I’m not going to lie, though. As the pain got worse and worse, I got angry with myself. Why am I torturing my body like this? I only get one body, and my back had shown me signs over the past few weeks that it wasn’t entirely thrilled with what I had going on. I have had some pain and stiffness after my last few runs since my long run, but I ignored it. Now, at mile 22 of the marathon, I just felt so bad. Bad physically, yes, but also, mentally. Why is it so hard for me to let go of something that my body clearly doesn’t appreciate?

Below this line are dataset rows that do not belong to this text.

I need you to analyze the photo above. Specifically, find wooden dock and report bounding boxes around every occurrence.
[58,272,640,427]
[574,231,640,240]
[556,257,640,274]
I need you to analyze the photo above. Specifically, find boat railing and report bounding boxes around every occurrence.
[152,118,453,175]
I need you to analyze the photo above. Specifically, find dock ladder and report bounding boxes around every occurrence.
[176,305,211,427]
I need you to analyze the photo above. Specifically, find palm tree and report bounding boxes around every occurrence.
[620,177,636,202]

Shuffle, shuffle, shuffle, shuffle. Keep pushing. Walk as little as possible. Stretch quickly, keep going, PUSH YOURSELF. I pushed. I really did. Around mile 24, a woman caught up with me (I had still somehow mostly been passing people at this point, because most other people were walking), and she said “Come on! We can catch those walkers!” I laughed and said I wasn’t so sure I could, but that I would try. She was running her 10th state that day and was about to join the 50 States Marathon Club, so we chatted about that for a little while until we came to the aid station at mile 25 and she left me in her dust. I was inspired by her positive energy, though, and she seemed so strong and happy. I remembered when I used to feel like that at mile 25, too.

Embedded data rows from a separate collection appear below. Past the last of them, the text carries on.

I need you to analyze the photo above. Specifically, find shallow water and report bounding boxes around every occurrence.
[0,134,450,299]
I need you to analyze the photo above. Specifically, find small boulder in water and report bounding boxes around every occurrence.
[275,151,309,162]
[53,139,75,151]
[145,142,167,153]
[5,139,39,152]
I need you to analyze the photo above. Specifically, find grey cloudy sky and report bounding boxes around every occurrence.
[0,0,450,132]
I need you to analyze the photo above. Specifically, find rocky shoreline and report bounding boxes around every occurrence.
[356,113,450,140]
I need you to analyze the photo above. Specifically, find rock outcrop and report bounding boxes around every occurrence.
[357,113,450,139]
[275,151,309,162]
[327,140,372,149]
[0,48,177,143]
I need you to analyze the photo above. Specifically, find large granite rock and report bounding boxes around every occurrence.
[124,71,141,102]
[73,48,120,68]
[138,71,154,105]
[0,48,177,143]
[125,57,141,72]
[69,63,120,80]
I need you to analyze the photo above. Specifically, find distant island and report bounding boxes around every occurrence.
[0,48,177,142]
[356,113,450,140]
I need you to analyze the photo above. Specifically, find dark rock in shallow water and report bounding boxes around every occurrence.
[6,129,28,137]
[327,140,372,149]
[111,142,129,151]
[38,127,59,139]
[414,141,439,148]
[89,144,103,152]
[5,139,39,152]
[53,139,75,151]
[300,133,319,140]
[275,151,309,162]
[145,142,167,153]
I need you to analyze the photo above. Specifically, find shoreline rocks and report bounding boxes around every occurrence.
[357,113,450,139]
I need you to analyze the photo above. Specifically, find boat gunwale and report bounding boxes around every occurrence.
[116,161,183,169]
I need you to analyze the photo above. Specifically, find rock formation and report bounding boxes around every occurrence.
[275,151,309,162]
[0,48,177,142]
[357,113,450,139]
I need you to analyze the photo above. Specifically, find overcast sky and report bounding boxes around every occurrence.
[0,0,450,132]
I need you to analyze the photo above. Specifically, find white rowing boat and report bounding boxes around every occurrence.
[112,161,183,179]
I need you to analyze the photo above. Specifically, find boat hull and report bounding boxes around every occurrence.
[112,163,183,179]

As we wove the final mile through town, I was just praying for the finish. I heard a cheer from the sidewalk and one of my clients at Barre3 said “Keep going, you’re almost there!” HEY, that’s my Barre teacher!!! Go Danielle! Only 20 more to go…19…18…YOU’VE GOT THIS!” and that made me laugh, because that’s how I countdown in class and I guess I deserved that one. Definitely brightened my spirits. There were far too many turns before we got to the finish line, but the finish was pretty cool – we ran a lap around our minor league baseball team’s field before finishing at home plate! As we turned towards the stadium, I really gave it everything I had and charged the last quarter mile to the finish, passing a lot of people in the process. Might as well, right? AJ was there in the stands, waiting for me.
Kicking it to the finish!
I crossed the finish line and immediately just wanted to bend over and then lay down, but I had no idea where Amanda was or how long she would be. I trudged up into the stands and then laid down on the concrete floor between the seats and froze to death (due to lack of gear check because I’m an idiot) while AJ stared down at me and confirmed again that he will never, ever run a marathon. We waited for Amanda and about 15 minutes later, she ran into the stadium and crossed the finish!

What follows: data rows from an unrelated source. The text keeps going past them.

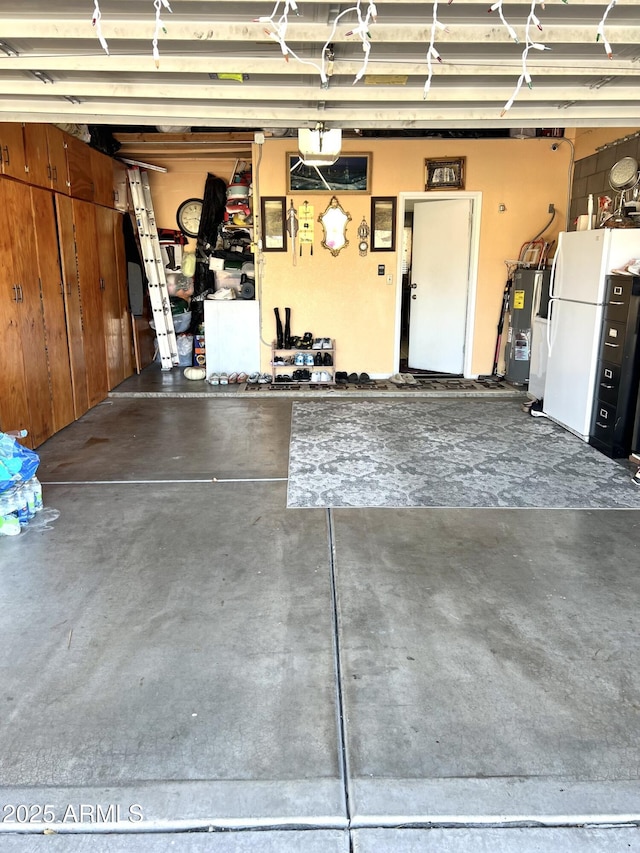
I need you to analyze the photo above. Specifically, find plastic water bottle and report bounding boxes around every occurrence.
[0,513,20,536]
[16,484,29,527]
[30,477,44,512]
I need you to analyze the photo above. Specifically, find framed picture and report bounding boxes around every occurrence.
[371,196,396,252]
[424,157,466,190]
[287,154,371,194]
[260,196,287,252]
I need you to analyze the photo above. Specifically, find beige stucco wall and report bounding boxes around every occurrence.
[150,138,571,375]
[254,138,571,375]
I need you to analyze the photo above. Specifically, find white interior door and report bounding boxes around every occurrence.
[409,198,471,373]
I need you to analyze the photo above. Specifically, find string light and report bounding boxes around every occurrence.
[596,0,616,59]
[500,0,550,116]
[488,0,520,44]
[91,0,109,56]
[151,0,171,68]
[254,0,378,88]
[422,0,451,98]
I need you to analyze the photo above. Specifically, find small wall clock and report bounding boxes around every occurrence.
[176,198,202,237]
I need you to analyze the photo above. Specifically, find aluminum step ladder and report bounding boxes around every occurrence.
[127,166,180,370]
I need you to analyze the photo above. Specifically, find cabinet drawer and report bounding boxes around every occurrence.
[595,361,622,406]
[600,318,626,364]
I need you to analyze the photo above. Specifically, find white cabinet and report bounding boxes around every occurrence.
[204,299,260,376]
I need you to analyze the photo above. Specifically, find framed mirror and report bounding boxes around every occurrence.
[260,196,287,252]
[318,196,351,258]
[371,196,396,252]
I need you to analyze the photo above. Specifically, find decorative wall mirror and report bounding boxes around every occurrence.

Also an excellent post race photo!
I finished the race in 5:16, far past my time goal. I did, however, meet my other goal – to push myself and not to quit. I did push myself as hard as I could and never gave up. I didn’t walk it in. I kept going even when it hurt and I didn’t want to. Where the results what I hoped for? Definitely not. But I can’t say I didn’t try, and I don’t have to wonder what would have happened if I had just pushed myself a little harder, because I truly could not have. There is something satisfying in that, even if I ended up in a lot of pain as a result.
At the end of the day, I finished marathon #49 and am proud of the effort I put in. I was brave. I am thankful.